Comment 6 Ed Santiago 2019-11-06 12:50:18 UTC
Giuseppe, that build gives me:

   $ podman run --rm alpine sh -c true
   Error: could not get runtime: please update to v1.0.0 or later: outdated conmon version

I tried copying it into /usr/libexec/podman/conmon and also /usr/bin/conmon; both with 'conmon' package installed and uninstalled. SELinux file context is correct. 

I will leave my virt running for a little while so I can retest more quickly.

Comment 7 Ed Santiago 2019-11-06 23:05:39 UTC
I cannot reproduce the hang with podman-1.6.2-5.module+el8.2.0+4584+0d586e68 (all other rpms being equal). I cannot explain this.

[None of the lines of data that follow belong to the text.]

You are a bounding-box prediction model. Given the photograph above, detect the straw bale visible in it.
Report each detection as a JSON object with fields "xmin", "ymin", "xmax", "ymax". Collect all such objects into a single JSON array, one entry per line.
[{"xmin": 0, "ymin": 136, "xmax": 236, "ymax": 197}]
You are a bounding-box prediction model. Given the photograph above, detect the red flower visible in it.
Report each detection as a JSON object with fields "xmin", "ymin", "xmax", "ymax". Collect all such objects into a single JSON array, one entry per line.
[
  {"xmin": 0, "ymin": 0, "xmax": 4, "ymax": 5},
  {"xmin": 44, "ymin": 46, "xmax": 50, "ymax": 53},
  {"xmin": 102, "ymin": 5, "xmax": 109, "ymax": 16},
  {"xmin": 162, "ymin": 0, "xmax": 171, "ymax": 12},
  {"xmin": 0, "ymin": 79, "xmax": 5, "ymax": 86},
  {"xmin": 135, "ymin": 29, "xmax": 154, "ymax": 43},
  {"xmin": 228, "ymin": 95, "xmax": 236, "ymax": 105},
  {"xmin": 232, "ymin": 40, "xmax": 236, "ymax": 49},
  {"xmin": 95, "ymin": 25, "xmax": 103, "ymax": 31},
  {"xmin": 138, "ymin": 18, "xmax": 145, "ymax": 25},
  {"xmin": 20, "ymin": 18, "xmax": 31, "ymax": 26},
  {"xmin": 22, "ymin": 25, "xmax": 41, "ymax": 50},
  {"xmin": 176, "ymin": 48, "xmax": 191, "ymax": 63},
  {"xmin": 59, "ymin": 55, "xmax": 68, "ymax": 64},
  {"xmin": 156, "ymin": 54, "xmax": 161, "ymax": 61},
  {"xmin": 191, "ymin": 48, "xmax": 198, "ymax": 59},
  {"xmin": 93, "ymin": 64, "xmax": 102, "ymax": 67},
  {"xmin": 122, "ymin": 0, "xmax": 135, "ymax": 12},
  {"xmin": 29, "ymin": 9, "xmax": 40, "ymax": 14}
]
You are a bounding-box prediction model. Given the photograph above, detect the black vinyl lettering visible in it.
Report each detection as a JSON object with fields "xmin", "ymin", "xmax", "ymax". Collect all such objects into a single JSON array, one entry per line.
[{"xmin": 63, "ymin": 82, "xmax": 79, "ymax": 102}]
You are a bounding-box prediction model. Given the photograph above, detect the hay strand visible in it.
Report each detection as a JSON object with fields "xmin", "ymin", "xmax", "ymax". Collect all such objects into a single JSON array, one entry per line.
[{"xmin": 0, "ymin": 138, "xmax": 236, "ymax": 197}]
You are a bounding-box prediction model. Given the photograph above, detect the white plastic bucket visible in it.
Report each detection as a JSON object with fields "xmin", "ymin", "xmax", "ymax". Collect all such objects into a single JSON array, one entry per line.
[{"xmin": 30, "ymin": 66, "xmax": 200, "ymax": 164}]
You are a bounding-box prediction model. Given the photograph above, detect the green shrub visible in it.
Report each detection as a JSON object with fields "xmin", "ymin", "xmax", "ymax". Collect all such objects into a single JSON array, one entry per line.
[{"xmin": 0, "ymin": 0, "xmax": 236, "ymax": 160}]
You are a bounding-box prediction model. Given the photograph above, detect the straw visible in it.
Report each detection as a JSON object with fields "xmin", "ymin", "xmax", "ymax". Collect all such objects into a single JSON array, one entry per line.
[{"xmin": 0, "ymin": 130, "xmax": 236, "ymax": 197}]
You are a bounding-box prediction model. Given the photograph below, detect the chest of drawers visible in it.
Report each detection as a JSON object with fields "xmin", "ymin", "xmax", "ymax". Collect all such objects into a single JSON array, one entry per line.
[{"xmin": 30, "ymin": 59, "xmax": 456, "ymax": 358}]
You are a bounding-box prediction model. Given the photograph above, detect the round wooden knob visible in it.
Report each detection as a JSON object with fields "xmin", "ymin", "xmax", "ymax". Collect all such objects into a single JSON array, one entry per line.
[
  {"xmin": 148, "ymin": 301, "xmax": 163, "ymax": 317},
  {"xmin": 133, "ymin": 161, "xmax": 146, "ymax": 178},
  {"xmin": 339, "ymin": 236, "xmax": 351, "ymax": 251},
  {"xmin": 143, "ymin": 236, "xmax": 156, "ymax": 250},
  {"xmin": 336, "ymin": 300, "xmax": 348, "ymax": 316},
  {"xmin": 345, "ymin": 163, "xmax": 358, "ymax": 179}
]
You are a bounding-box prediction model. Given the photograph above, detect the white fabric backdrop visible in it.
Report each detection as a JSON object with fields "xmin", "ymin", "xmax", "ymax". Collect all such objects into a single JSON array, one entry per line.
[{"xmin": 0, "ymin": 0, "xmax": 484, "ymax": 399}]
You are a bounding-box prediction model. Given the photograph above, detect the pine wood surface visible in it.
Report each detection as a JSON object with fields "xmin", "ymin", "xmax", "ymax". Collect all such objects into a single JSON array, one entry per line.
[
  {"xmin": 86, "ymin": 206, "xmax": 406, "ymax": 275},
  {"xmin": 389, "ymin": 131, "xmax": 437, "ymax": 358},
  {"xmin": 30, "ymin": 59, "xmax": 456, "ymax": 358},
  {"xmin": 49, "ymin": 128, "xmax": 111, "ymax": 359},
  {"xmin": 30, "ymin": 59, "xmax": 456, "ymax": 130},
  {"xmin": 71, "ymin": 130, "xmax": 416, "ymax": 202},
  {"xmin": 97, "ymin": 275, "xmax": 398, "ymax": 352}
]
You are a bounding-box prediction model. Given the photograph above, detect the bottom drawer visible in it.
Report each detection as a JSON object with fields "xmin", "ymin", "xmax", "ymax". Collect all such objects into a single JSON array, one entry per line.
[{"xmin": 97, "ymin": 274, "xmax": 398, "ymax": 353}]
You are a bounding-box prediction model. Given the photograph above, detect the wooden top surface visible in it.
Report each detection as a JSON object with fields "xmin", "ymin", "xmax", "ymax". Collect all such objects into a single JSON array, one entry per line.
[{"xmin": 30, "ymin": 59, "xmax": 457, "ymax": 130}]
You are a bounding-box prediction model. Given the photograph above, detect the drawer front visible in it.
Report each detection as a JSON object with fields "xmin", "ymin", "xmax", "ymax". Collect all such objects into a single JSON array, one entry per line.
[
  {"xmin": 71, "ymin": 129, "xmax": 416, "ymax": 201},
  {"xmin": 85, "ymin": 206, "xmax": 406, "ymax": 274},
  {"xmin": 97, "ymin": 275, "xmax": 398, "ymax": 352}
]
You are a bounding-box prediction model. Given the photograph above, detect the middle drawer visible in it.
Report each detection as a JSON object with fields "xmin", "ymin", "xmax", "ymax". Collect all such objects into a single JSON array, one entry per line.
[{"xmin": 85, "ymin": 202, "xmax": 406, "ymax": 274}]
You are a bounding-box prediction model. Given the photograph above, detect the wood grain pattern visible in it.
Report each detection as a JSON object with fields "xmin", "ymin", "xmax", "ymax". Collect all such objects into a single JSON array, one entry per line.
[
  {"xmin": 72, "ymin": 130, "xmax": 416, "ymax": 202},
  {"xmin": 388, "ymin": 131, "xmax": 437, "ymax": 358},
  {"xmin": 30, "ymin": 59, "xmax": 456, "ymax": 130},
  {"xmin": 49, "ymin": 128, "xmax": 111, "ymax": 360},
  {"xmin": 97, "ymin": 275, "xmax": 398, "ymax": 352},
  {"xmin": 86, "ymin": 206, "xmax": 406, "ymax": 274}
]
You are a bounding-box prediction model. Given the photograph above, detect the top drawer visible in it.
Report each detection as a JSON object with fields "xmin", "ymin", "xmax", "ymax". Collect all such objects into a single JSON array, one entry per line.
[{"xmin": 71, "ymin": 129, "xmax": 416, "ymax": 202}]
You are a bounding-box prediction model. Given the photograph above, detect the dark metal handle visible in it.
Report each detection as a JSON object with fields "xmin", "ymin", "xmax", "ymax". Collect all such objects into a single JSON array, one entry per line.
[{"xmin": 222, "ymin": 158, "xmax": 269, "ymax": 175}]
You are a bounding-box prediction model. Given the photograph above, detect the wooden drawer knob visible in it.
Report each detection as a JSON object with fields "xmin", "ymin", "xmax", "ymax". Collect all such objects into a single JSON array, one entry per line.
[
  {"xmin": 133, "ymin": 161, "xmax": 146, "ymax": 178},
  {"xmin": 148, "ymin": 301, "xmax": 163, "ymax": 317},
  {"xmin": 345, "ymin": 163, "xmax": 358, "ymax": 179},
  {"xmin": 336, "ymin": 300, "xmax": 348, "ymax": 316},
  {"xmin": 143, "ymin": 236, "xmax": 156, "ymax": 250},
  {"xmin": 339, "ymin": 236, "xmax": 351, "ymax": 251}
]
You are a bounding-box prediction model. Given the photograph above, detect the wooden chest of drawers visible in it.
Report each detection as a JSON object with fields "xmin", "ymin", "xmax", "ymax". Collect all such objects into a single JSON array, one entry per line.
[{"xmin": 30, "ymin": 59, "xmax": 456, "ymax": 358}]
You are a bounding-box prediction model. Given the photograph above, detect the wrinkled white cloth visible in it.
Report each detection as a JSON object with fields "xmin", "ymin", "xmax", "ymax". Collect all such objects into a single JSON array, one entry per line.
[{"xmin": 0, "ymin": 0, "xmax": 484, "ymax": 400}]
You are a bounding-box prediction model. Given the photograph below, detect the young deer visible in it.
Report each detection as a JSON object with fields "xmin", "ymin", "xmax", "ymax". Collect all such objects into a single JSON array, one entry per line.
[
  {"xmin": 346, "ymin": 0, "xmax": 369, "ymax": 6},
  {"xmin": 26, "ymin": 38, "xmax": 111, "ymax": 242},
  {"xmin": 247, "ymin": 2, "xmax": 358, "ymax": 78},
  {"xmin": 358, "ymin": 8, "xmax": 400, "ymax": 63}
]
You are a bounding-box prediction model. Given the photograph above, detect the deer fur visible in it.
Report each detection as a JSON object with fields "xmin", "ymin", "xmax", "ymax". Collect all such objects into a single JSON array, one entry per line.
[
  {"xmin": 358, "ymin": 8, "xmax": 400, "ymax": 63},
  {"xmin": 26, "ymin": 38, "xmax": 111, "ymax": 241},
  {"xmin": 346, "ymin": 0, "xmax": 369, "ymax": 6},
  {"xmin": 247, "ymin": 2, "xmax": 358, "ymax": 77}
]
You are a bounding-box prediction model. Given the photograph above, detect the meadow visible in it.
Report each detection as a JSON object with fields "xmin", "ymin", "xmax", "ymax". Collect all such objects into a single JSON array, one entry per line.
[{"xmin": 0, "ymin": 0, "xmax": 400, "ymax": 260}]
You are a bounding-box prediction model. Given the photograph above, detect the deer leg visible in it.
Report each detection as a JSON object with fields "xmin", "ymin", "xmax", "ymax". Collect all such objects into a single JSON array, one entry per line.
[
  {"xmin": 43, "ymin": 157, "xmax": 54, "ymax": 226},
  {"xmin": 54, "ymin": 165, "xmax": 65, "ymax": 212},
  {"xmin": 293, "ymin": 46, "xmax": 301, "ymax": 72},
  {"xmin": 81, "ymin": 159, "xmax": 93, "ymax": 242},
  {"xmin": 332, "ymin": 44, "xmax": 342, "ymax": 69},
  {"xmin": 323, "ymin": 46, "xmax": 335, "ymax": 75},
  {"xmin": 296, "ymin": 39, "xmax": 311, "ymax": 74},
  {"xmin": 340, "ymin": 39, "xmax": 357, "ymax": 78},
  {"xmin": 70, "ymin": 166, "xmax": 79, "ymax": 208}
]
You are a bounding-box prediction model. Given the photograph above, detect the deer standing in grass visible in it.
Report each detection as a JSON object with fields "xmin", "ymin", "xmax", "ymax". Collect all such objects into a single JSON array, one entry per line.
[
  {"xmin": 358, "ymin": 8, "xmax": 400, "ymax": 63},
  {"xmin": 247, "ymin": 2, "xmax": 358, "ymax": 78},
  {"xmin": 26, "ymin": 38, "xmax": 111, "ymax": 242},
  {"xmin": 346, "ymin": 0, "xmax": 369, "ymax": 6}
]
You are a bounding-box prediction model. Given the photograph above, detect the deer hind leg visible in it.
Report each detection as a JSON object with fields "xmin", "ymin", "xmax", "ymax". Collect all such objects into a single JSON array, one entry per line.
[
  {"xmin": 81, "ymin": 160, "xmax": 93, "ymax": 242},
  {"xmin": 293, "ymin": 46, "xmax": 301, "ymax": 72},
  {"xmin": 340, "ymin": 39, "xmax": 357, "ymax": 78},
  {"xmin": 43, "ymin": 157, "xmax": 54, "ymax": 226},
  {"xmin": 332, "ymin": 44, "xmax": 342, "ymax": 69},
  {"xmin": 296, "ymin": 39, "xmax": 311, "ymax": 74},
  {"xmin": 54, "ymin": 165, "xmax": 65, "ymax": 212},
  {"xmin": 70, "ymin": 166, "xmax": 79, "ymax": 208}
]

(Oh, and followup to comment 6: that was PEBKAC: I had not chmod'ed the new conmon. Still, that conmon did not fix the hang).

Comment 10 Giuseppe Scrivano 2019-11-19 13:44:30 UTC
I think the new hang is fixed with https://github.com/containers/libpod/pull/4461

Can we try a build with that fix included?